Preclinical Development
Hannah Jones, PhD
Senior Vice President, Head of PBPK Consulting Services
Certara
Princeton, New Jersey
Description: This session will focus on how PBPK biosimulation software technology is used to ameliorate key challenges in drug discovery and pre-clinical stages to identify the most promising candidates and avoid later stage failure.
Many drug candidates fail in clinical studies, either because they do not effectively treat the condition for which they are being developed or the drug has too many side effects. Biosimulation is a proven approach for reducing that failure rate, beginning in drug discovery and supporting the translational stage prior to beginning human clinical studies. One of the key biosimulation technologies, encouraged by regulators and used by many biopharmaceutical companies is physiologically based pharmacokinetics (PBPK). Physiologically-based pharmacokinetic (PBPK) modeling is a methodology based upon in-depth mechanistic understanding of the biological and pharmacologic phenomena which determine in vivo PK in animals and humans. PBPK is a recognized game-changing technology for all stages of drug development, used by global regulators and hundreds of leading biopharmaceutical companies.
PBPK models are well-posed to make robust predictions of in vivo PK exposures, even when based on the limited data available during the initial stages of drug development. As such, PBPK approaches are being increasingly employed to strengthen the FIH dose rationale.
Simcyp has recently released a new software product based on its industry-leading Simcyp PBPK Simulator, for use by discovery and translational scientists.

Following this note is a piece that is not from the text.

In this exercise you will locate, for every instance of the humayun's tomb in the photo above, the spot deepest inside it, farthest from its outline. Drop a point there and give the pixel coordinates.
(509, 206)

The software facilitates four important use cases: mechanistic first-in-human dose prediction, an essential step to achieving investigational drug approval (IND); compound prioritization in the discovery stage, including batch processing to identify the most promising drug candidates; drug-drug interaction screening to address safety issues before proceeding with a given compound; and early formulation assessment to strengthen the case for a molecule’s absorption in human subjects.